The Parliamentary Select Committee report on the Insurance Laws (Amendment) Bill is likely to be tabled in the Rajya Sabha on Wednesday. The panel is learnt to have agreed with the government on a 49% composite foreign investment cap (including FDI and other foreign investments including FII) in the insurance sector with full Indian management and control through the Foreign Investment Promotion Board (FIPB) route.
Next week, the government is likely to move the bill for Rajya Sabha’s consideration. Expressing satisfaction over the recommendations made by the Parliamentary panel, finance minister Arun Jaitley has said the insurance market expansion would take place once the Bill is passed by Parliament.
The report could feature dissent notes from CPI-M, Trinamool Congress, Samajwadi Party, and JD(U) — in Rajya Sabha on Wednesday. The four parties are against raising the FDI ceiling in the sector from the current 26%.
In the 245-member Rajya Sabha, those members backing the Bill are in a minority compared to those opposing it.

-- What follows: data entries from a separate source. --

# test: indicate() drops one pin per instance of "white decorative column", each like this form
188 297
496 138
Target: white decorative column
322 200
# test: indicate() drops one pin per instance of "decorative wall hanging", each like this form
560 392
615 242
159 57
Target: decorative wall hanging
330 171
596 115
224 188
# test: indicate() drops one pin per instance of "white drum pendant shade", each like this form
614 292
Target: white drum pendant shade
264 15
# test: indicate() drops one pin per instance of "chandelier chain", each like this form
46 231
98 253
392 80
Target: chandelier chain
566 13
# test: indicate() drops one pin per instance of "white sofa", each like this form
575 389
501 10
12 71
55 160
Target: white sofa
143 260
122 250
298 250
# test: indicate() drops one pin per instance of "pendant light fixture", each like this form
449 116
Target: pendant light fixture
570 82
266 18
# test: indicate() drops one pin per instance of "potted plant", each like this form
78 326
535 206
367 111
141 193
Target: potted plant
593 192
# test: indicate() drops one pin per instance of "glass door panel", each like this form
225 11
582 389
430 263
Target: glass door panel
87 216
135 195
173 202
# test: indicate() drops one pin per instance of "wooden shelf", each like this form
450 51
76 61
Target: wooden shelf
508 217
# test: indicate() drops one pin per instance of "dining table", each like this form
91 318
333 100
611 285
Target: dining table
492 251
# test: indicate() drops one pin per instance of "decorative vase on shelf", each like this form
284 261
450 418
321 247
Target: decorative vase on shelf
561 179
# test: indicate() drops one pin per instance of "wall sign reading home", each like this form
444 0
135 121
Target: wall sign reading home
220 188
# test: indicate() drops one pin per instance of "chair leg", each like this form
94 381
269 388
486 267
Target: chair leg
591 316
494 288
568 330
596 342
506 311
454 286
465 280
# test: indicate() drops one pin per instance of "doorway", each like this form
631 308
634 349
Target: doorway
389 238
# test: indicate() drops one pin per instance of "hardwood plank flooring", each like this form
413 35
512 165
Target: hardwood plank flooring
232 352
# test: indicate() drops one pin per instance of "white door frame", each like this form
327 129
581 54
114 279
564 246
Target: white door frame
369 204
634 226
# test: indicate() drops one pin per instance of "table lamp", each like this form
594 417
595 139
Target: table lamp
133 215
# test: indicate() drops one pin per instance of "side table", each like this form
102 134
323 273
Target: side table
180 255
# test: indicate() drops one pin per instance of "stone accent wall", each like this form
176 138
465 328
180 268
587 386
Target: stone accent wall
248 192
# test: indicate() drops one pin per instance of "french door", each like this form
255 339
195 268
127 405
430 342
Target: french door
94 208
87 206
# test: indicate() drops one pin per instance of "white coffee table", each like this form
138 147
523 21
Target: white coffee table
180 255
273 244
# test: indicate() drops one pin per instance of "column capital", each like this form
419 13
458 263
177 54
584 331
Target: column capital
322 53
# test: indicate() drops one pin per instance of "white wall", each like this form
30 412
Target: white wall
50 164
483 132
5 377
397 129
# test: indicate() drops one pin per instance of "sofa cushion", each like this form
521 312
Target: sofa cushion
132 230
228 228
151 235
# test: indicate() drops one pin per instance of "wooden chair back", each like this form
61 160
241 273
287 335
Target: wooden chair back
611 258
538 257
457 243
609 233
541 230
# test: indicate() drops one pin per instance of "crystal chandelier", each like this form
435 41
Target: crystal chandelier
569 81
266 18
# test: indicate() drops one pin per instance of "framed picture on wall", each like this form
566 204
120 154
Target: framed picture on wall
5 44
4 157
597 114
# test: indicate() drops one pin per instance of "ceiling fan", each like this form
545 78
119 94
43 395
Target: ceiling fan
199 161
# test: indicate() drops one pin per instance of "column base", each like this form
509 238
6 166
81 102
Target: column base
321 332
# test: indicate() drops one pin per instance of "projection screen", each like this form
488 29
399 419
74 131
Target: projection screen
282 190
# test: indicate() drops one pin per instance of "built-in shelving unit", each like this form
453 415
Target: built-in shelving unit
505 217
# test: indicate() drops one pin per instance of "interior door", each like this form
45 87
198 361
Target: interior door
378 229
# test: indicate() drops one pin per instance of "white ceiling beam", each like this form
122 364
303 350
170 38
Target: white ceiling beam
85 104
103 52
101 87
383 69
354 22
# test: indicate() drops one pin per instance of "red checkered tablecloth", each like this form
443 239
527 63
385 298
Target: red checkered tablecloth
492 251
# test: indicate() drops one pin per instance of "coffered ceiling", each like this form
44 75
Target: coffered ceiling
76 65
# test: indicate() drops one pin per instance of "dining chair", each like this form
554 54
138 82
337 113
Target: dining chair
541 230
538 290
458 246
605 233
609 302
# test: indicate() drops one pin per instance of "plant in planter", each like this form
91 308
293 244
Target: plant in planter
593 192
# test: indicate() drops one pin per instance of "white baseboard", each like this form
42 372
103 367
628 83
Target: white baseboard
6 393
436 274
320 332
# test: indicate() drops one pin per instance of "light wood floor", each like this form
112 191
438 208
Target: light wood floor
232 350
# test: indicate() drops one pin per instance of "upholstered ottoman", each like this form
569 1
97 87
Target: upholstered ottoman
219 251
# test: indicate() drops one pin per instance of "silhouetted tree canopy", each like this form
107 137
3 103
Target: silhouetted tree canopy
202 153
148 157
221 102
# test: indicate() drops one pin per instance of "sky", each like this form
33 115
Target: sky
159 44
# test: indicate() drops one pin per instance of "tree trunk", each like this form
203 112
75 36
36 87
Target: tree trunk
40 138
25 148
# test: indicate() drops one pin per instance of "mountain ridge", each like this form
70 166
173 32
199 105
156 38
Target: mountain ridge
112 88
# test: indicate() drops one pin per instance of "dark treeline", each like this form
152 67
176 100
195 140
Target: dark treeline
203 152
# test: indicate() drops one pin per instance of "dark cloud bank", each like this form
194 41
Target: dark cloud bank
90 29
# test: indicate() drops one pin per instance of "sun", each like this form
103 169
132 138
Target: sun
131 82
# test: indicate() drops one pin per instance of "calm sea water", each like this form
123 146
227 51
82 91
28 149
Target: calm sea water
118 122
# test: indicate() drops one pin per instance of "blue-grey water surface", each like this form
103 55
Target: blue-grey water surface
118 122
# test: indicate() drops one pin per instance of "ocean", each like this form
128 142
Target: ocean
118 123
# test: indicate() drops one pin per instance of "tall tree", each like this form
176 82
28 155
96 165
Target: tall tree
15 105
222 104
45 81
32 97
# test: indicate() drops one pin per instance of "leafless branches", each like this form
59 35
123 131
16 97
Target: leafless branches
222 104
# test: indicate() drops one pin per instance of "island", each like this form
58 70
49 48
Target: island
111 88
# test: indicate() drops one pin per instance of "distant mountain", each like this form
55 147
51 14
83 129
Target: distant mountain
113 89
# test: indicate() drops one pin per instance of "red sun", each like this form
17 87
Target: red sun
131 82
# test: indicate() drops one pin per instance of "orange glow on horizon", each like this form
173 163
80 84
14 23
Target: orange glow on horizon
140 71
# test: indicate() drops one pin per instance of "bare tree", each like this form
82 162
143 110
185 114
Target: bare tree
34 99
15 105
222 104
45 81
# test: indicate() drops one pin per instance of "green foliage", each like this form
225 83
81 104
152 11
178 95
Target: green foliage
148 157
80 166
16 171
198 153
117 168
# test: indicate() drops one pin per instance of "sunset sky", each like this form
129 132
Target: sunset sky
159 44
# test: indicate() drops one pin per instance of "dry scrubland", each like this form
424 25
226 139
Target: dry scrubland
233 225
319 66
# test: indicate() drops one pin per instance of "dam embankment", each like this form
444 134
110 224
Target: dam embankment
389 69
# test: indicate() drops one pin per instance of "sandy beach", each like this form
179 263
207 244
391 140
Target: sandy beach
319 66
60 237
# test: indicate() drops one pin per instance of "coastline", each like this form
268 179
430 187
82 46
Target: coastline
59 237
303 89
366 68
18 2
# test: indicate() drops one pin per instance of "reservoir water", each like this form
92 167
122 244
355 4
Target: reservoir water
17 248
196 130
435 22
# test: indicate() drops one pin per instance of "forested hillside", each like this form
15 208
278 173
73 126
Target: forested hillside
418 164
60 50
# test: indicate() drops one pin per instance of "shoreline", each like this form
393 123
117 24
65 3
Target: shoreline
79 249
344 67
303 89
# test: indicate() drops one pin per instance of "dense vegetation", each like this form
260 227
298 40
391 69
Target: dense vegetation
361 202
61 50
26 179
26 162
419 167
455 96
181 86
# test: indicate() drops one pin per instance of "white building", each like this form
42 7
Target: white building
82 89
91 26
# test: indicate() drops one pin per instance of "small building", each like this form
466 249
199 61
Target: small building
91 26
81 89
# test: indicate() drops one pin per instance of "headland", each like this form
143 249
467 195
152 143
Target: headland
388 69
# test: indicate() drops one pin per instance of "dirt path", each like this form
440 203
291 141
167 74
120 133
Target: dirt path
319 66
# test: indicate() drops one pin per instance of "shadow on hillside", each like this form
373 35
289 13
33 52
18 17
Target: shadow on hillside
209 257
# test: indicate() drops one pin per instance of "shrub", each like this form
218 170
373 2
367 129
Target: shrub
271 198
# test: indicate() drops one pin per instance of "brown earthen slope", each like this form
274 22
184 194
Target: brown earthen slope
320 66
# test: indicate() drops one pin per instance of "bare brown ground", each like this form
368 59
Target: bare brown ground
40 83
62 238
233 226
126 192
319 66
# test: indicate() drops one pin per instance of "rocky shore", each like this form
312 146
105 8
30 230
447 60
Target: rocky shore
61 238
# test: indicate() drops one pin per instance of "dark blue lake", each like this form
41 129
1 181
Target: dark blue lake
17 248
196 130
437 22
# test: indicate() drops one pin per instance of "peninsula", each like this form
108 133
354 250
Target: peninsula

The Bill envisages, among other things 49% foreign investment (composite cap including FDI or FII or a combination of both) in the sector. As per the current norms, foreign investment by way of FDI, investment by FIIs/FPIs and NRIs up to 26% under automatic route is permitted in the sector.
The country’s insurance sector needs capital of around $12 billion up to 2020. Increasing the foreign investment cap to 49% is expected to lead to foreign investment of around $3 billion immediately, most of it in life insurance sector.